4.3 Islet transplantations
Islets were isolated from 6–8-week-old mice by collagenase treatment of the pancreas followed by handpicking of the islets. The islets were cultured for 6 days at 37°C in RPMI supplemented with 10% FBS, 11 mM glucose, 2 mM glutamine, 20 mM Hepes, 100 IU/ml penicillin and 100 μg/ml streptomycin. The day before transplantation, viable islets (as assessed by visual inspection) were recounted and transferred to medium containing 0.5% NU serum instead of calf serum. Diabetic B7/TNFα mice were anesthetized, and 250 islets were placed under the left kidney capsule.
4.4 Streptozotocin injections
STZ was dissolved in 0.1 M citric acid, pH 4.6, to 20 mg/ml, and the mice were immediately injected i.p. with 200 mg STZ/kg body weight. Engraftment of islets was done the following day beforedevelopment of hyperglycemia.

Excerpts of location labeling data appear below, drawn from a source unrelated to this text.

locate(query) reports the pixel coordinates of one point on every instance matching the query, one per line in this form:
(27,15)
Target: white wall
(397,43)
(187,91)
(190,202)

4.5 Grafting of embryonic pancreas
Heterozygous RIP-B7.1 and RIP-TNFα mice were mated to generate all possible combinations of the transgenes, and E18 embryos were collected and sexed, and the fetal liver and pancreas were taken. The pancreata were cultured for 1–2 days prior to engraftment under the kidney capsule. Meanwhile, the embryos were typed by PCR on liver DNA 8.
4.6 Immunohistochemistry
The kidneys with the grafted islets or pancreata were fixed in 4% formalin and embedded in paraffin. Sections (4 μm) were stained for insulin (HUI-18 mouse anti-insulin, Novo Nordisk A/S) or glucagon (Glu-001 mouse anti-glucagon, Novo Nordisk A/S) and counterstained with hematoxylin.
4.7 Scoring of the rejection
The degree of rejection was determined by histological observation as well as immunostaining of insulin-producing β-cells and glucagon-producing α-cells and arbitrarily quantified as indicated in Table 2. Only grafts where some remnant of tissue could be observed were further considered in the study to discard any technical artifacts inherent to the surgery.
4.8 Adult thymectomy
Adult thymectomy was performed on 4–6-week-old mice by suction of the thymic lobes. Mice were allowed to rest for 1 month before grafting.
Acknowledgements
We would like to thank Eva Krøyer and Camilla Stewart for invaluable assistance with animal experiments and D. Butkus for help with the surgery. The Hagedorn Research Institute is an independent research component of Novo Nordisk A/S. R. A. Flavell is an investigator of the Howard Hughes Medical Institute. This work was supported by a research grant toB. K. Michelsen from the Danish Research Agency under the FREJA program, a Ph.D. stipend from the Danish Research Academy to K. Skak, a grant from the NIH to R. A. Flavell, a Cancer Research Institute/Rudolph M. Montgelas Fellowship to S. Guerder, the Yale Diabetes Endocrinology Research Center, and Novo Nordisk A/S.